Turns out that this bastion of barbecue is also a hotbed of unconventional art.
My sampling starts with the world’s largest collection of fine-scale miniatures: breathtaking furnishings, pottery, appliances, machines, cameras and other items faithfully reproduced on one inch to the foot scale, 1/12th their actual size.
Robertson’s jaw-dropping precision also inspirits Architect’s Classroom, a room setting filled with drafting tools, desks, models, even micro-replicas of photographs of landmark architecture. The Kansas City miniaturist got his start as a boy in Washington, D.C. carving replacement puzzle pieces and examining models at the Smithsonian. He crafts his own miniscule tools, including jeweler’s saws, router bits and a micro hand-plane.
Authentic miniatures must function like their full-size counterparts — except musical instruments. They just don’t make beautiful music in miniature.
Clinking and swooshing of glass orbs in floor-to-ceiling mazes draw me into the marble zone. Cathy and Larry Svacina, a local couple, met at a marble auction, combined their swirls, sulfides, Benningtons, Chinas and onionskins upon marrying, then donated one million marbles (give or take a few) to the museum.

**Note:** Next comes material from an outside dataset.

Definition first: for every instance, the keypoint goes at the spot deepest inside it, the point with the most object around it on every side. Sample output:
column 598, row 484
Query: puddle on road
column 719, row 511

“We’re trying to break the Guinness Book of World Records for World’s Largest Marble Tournament in 2013,” says museum educator Amanda Clark. “We broke it in 2008 and are anxious to earn back the title.”
Rooms of antique playthings kindle delight unmatched by today’s electronic diversions. Artifacts include 1890s cast-iron mechanical banks, intricately carved animals of countless species, a covered wagon made from matchsticks by a jailed man, tea sets and model trains circling tracks. Imagination is sparked by magic viewers, treasure houses, ornate stick-figure stages and peep shows, a 15th-century creation employing optical illusion.
Georgiana, a doll from 1750s England, “has her original clothing and has glass eyes and a wig of real human hair,” notes Clark. A collection of delicate French dolls made of bisque were not for playing, but, Clark explains, “to practice adult skills like sewing and keeping up with fashion trends.”
Biking northward, I stop to wander through a free oasis of fantasy flora at Kauffman Memorial Garden, then on to the Nelson-Atkins Museum of Art. I expected stunning works but found surprises as well — including free admission and a 22-acre sculpture park where headless wanderers, molten-metal trees and mammoth badminton shuttlecocks pop up like magical visions.